太田述正コラム#2482(2008.4.12)
<英サウディ不祥事(続)(その2)>(2008.5.18公開)
(3)英国政府の対応
しかし、どうやらこの判決によって英国政府の姿勢が変化する可能性はなさそうです。 首相官邸筋は、判決への対応はSFOが考えるべきことだとしつつ、SFOが捜査を再開することは認めないことを示唆しました。
野党第一党の保守党も、労働党政権の姿勢を支持する方針を打ち出しています。
同党の影の法制局長官は、11日、「公共の利益に責任のある法制局長官が、安全保障上の理由により捜査を中止させる場合があるとの現行のシステムは継続されるべきだ。同長官はその行為について議会に責任を負っており、その決定が非合理的に、あるいは恣意的に行われた場合は事後的に裁判所の審査を受けることになる」と述べました。
実は英国政府は、政治的に任命されるところの法制局長官が捜査には介入できないとする一方で、が国益、就中安全保障の観点から、SFOに対してだけ捜査を中止させることを認めることとし、この捜査中止命令について、裁判所の審査を許さないこととする(注3)・・日本の法務大臣による指揮権発動制度と似ている・・という内容の法案を下院に上程し、今年中に成立させる意向を2週間前に明かにしているのですが、上記発言は、政府のこの動きを基本的に支持する旨を表明したものと見られています。
(注3)この法案では、法制局長官は安全保障や外交に及ぼす影響に関する情報を議会に開示する必要はなく、仮に議員から質問があれば、法制局長官は、SFOを所管している司法大臣(Lord Chancellor(大法官)と称する。この職位は廃止されたとコラム#1334で記したが、司法大臣の名称に流用されている!)から「かかる判断を下すに十分な証拠が得られている」旨の証明書を発出せしめれば足りるとしている。
結局、地裁判決支持、政府のこの動き反対を表明しているのは、第二野党の自由民主党だけにとどまるのです。
(以上、
http://www.guardian.co.uk/world/2008/apr/12/bae.defence、
http://news.bbc.co.uk/2/hi/uk_news/politics/7342540.stm
(どちらも4月12日アクセス)も参照した。)
3 終わりに代えて
大日本帝国憲法下の日本がそうであったように、(最高裁である上院を除く)裁判所(Her Majesty’s Courts Service) も検察(Crown Prosecution Service)もいずれも司法大臣(司法省)の所管の下にあります。

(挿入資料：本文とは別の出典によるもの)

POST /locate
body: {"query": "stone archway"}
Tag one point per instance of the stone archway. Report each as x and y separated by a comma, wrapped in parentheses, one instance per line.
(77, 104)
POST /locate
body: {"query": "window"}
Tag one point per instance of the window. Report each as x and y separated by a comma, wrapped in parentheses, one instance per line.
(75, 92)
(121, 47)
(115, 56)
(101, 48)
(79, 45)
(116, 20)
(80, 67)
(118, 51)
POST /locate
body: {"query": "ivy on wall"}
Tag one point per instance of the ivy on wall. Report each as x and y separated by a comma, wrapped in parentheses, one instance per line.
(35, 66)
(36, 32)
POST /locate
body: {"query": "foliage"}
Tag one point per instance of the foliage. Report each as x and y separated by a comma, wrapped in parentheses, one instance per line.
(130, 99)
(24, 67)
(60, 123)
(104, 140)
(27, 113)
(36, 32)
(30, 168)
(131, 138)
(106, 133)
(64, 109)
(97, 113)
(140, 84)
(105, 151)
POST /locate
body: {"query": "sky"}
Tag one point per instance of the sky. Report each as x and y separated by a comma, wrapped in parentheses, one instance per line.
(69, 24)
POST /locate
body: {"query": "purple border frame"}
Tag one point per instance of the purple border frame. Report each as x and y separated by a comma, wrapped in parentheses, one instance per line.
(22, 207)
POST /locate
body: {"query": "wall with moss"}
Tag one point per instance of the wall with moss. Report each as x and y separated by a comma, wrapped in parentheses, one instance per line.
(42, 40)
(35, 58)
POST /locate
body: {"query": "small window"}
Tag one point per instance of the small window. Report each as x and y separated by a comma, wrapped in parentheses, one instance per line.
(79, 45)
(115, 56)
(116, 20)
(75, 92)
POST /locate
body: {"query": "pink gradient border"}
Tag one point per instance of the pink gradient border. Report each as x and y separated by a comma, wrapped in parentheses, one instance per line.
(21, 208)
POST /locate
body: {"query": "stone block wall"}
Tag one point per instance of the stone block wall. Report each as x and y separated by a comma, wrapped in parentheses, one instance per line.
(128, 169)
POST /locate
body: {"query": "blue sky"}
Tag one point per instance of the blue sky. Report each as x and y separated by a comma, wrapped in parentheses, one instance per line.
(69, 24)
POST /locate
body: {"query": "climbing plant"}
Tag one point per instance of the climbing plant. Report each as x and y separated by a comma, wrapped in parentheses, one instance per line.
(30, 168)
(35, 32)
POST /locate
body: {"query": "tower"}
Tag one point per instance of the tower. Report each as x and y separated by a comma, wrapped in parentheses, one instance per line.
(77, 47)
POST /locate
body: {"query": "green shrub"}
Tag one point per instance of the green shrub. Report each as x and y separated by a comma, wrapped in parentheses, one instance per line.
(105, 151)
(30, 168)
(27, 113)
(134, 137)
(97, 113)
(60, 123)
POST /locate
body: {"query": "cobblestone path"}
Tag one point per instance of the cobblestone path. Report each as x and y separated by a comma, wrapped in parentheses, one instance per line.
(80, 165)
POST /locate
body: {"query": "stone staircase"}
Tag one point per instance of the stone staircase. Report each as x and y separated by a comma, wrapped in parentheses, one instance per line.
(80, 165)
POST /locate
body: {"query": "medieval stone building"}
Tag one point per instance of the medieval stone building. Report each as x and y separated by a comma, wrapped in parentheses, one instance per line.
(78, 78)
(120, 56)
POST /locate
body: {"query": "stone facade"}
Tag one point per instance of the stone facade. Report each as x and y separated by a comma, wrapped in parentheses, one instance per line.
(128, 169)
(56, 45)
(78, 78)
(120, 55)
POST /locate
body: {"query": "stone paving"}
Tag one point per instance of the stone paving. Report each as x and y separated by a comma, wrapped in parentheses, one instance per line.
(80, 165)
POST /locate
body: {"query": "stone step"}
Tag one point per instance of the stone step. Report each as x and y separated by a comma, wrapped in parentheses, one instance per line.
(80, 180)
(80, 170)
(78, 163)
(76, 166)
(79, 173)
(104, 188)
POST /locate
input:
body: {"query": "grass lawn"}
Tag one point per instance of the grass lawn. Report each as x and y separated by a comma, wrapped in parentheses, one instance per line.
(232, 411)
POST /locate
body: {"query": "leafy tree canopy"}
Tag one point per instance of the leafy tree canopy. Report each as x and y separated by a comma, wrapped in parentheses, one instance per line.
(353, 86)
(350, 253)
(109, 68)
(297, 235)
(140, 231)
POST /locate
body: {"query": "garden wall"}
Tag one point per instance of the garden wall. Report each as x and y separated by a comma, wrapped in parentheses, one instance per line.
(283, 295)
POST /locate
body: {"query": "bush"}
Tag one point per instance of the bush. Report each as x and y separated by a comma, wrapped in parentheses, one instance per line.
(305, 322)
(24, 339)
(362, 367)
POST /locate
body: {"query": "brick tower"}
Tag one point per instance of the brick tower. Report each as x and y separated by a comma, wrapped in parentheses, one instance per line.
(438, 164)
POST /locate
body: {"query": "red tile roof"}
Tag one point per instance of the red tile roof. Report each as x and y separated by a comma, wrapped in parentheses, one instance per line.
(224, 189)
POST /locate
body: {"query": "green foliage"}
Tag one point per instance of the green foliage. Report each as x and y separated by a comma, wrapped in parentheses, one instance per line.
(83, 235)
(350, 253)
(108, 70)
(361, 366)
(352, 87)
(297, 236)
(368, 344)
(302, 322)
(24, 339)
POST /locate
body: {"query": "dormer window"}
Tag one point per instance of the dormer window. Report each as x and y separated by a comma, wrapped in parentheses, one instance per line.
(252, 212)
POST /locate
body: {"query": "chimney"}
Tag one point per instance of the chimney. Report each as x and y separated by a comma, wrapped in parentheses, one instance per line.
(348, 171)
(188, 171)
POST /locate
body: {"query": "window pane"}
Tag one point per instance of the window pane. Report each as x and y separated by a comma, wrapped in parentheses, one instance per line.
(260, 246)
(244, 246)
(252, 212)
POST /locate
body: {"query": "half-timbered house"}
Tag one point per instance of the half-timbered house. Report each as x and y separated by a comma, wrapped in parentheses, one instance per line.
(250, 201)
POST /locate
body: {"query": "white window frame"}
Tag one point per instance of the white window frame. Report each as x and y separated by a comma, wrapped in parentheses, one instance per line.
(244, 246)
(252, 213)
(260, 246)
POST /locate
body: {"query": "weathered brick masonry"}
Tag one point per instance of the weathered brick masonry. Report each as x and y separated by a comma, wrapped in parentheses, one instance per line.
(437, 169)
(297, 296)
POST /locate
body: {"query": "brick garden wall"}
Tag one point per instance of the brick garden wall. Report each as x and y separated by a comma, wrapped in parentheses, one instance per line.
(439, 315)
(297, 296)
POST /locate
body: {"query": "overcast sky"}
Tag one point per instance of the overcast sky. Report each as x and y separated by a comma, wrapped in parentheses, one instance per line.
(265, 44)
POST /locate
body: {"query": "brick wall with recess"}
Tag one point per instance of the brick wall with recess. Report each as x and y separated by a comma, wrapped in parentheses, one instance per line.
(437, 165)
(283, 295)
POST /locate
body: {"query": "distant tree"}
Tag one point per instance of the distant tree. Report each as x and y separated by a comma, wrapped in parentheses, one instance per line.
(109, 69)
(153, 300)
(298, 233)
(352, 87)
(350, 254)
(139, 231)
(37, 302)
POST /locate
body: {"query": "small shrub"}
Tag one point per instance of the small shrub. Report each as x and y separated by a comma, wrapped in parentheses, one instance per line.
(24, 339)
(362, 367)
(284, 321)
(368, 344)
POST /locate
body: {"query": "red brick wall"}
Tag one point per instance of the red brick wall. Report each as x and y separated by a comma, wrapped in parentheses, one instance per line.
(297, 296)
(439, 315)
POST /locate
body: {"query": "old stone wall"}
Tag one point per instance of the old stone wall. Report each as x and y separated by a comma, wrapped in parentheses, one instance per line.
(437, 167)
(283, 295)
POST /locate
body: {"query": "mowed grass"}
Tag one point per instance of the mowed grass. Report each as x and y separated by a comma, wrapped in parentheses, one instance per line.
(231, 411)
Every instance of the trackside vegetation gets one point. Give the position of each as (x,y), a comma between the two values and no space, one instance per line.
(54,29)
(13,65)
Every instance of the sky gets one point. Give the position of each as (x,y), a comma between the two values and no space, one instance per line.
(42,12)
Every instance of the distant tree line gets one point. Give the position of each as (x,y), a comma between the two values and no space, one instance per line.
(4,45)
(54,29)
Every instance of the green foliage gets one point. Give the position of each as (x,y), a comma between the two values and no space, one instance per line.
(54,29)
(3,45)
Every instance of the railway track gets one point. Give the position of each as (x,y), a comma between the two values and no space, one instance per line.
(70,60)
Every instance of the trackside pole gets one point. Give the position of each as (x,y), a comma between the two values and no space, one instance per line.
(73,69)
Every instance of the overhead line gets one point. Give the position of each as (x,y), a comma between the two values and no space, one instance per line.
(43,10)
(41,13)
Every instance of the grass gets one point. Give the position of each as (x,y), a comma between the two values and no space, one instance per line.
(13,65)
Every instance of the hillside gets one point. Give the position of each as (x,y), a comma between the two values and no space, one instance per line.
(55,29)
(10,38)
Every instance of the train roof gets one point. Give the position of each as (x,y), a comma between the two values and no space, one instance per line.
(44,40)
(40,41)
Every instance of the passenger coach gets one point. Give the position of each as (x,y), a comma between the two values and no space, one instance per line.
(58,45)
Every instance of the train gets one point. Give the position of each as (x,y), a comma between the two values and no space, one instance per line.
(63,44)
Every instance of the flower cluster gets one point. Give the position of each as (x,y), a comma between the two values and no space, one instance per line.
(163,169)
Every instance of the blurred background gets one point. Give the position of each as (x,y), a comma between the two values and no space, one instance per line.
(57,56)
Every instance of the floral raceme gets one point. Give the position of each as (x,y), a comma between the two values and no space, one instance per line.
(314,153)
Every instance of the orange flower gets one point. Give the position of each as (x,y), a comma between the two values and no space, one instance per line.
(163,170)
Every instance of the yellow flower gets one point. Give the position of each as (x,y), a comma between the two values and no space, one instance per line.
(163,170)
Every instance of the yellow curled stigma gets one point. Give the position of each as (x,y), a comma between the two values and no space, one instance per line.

何度も申し上げているように、英国(正確にはイギリス。以下同じ)は議会主権の国であり、その議会が選出するところの、かつては国王、現在では首相が行政、立法、司法を一手に掌握しているのです。
(以上、
http://www.hmcourts-service.gov.uk/、
http://www.leeds.ac.uk/law/hamlyn/courtsys.htm
(4月11日アクセス)による。)
ですから、行政、立法、司法とは言っても、それぞれの管轄が明確に区分されているわけではありません。
今回の地裁判決など、裁判所が行政権を行使したと見ることもできるし、立法権を行使したとすら見ることができるのかもしれません。
いくら何でも、少なくとも捜査に関してはそんなことは認めないことにしようとする法案が上程されようとしているのは、各官署の所管を明確に区分するという観点からすれば、「近代化」であり、ささやかな、かつ遅きに失した動きである感すらあります。
それにしても、OECDや米国との条約上の義務を無視することを厭わないという英国政府の姿勢には改めて驚かざるをえません。
こういう所にも、英国のエリートの、英国女王を元首にいただく諸国以外のあらゆる国々に対する蔑視と言って悪ければ優越感の一端が現れていると私は思うのです。
これに関連してもう一つ改めて痛感するのは、安全保障に関わることにあっては、英国政府は条約であれ法律(英国には憲法は存在しない)であれ、いかなる法規範にも拘束されないのを自明のことと思っているらしい点です。
英国ほどではないものの、対テロ戦争以後の米ブッシュ政権が推進してきた様々な超法規的テロリスト対策を見ていると、同様のことを感じますね。
こういう点ではやはり米国はアングロサクソンであると言えそうです。